Cinema | August 25th, 2025
By Greg Carlson
There are so many memorable moments in the short life of musician Jeff Buckley that filmmaker Amy J. Berg could easily have gotten lost in an endless highlight reel. The veteran documentarian, whose feature debut “Deliver Us From Evil” (2006) received an Oscar nomination, focuses instead on the core relationships in her fascinating subject’s orbit, constructing a detailed portrait that will satisfy longtime fans and make believers out of the previously uninitiated. In “It’s Never Over, Jeff Buckley” (the title a reference to “Lover, You Should’ve Come Over,” one of several masterworks from Buckley’s first and only studio album) Berg recognizes and honors the artist’s communion with the feminine by placing a trio of women at the heart of the film.
Berg reports that she pursued Buckley’s mother Mary Guibert for close to twenty years. And I trust Guibert knows that she made the right decision to finally accept Berg into her life and agree to sit for on-camera interviews and open up her personal archive, for the result is as moving and personal as any narrative, in fiction or lived reality, concerning the iron bond between a single mom and her child. Guibert, a first-generation immigrant, met Tim Buckley in a high school French class not far from the gates of Disneyland in Anaheim, California. And even though Guibert speaks fondly of the unique and electric connection she felt with the pre-fame singer-songwriter, she refuses to sugarcoat the pain that radiated from Tim’s decision to have no part in raising Jeff.

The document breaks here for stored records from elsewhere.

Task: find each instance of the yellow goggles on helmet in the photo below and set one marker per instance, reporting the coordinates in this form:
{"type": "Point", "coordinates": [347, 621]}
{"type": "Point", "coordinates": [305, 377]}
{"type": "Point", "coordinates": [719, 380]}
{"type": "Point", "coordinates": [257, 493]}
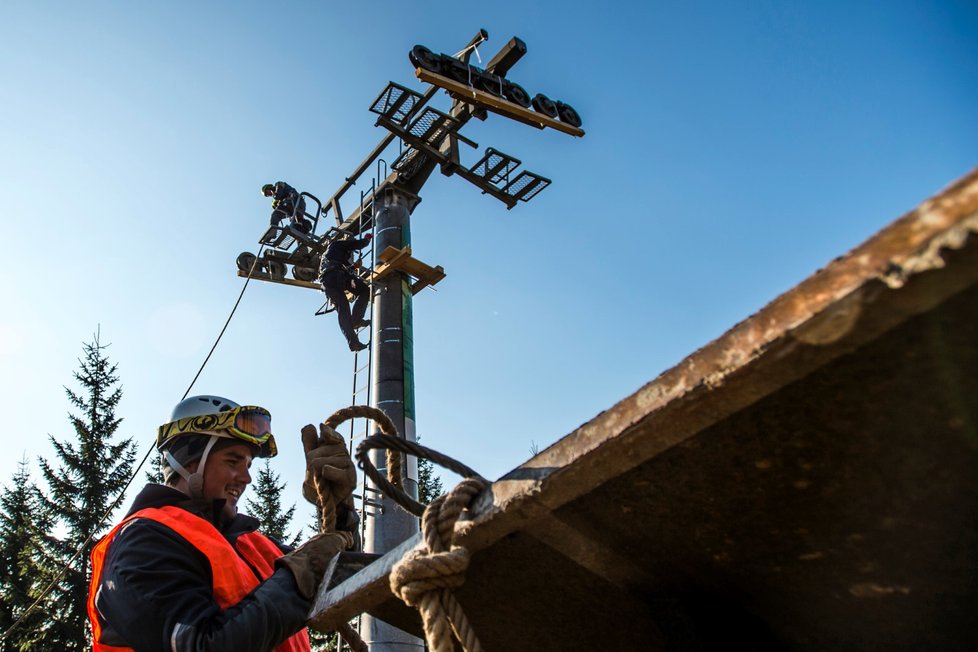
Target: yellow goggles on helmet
{"type": "Point", "coordinates": [249, 423]}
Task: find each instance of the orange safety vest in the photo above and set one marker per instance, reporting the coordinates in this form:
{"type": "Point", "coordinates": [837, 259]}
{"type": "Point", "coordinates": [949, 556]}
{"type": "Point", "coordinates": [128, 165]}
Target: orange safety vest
{"type": "Point", "coordinates": [232, 578]}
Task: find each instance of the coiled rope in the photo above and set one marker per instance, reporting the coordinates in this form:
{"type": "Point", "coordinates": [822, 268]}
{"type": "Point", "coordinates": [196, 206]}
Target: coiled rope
{"type": "Point", "coordinates": [424, 578]}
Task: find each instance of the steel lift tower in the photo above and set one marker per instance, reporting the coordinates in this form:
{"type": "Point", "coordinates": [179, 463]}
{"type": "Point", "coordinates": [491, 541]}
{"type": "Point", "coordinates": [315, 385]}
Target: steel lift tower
{"type": "Point", "coordinates": [425, 139]}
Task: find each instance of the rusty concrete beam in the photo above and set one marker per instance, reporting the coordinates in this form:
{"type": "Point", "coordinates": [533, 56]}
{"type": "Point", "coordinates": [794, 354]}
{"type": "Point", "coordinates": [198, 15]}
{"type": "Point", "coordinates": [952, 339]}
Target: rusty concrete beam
{"type": "Point", "coordinates": [909, 268]}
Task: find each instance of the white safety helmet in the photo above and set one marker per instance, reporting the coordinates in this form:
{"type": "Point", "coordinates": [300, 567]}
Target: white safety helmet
{"type": "Point", "coordinates": [195, 426]}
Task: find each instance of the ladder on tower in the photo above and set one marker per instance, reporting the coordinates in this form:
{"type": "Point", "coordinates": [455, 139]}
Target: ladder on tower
{"type": "Point", "coordinates": [369, 498]}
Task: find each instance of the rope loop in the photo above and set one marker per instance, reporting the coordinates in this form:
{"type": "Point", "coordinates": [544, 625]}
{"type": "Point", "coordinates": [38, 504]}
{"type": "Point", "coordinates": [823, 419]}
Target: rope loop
{"type": "Point", "coordinates": [395, 493]}
{"type": "Point", "coordinates": [424, 578]}
{"type": "Point", "coordinates": [395, 469]}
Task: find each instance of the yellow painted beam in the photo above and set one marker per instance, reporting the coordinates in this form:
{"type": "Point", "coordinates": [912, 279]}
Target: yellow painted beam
{"type": "Point", "coordinates": [497, 104]}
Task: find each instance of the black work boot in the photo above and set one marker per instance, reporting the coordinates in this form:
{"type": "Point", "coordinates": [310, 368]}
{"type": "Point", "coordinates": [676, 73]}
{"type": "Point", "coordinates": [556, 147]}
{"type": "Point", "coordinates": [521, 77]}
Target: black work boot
{"type": "Point", "coordinates": [357, 345]}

Even so, the shadow of Tim Buckley, who died of a heroin overdose at the age of 28, looms large throughout the young life of his gifted son. Their paths would cross for just the briefest flicker of time in 1975 when Jeff was 8 years old. Berg handles the younger Buckley’s confusion and yearning, along with Mary’s trepidation and skepticism, with a potent shot of the matchbook cover on which Tim wrote down his phone number for his estranged kid only a couple weeks before he would be dead. Later, as Jeff put in the work to sharpen his own prodigious talent, the desire to avoid direct comparisons to Tim comes to a head before Jeff’s decision to accept producer Hal Willner’s invitation to perform at the “Greetings From Tim Buckley” tribute show in 1991.
Along with Guibert, artists Rebecca Moore and Joan Wasser offer exacting insights. Berg limits the total number of interview subjects to a carefully chosen handful, including Michael Tighe, Ben Harper, Aimee Mann, and Matt Johnson, but the director capitalizes on the many ways that the close partnerships Buckley enjoyed with Moore and Wasser influenced his music. Of course, Guibert undoubtedly helped cultivate Jeff’s ear by exposing him to all kinds of incredible recordings. We get a crystal understanding of exactly how Buckley would aspire to be like Nina Simone and Judy Garland as much as Robert Plant (and unless you are made of stone, have tissues ready when Wasser recounts a meeting between Jeff and Nusrat Fateh Ali Khan).
Berg also spends just the right amount of time unpacking the transcendence of Buckley’s most-played recording: the phenomenal cover of “Hallelujah” that would mark Leonard Cohen’s original with the same kind of indelible stamp made by Sinead O’Connor’s version of “Nothing Compares 2 U,” Johnny Cash’s take on “Hurt” and Jimi Hendrix’s rendition of “All Along the Watchtower.” From beginning to end, Berg reveals herself as a genuine admirer and scholar, evidenced in part by the fulfilling title, which in most other iterations of the multiverse would have used some variation of “Grace.” On my way in to see the film, my friend Nicole commented, “We know how it ends.” But like thousands of others, we will never stop listening.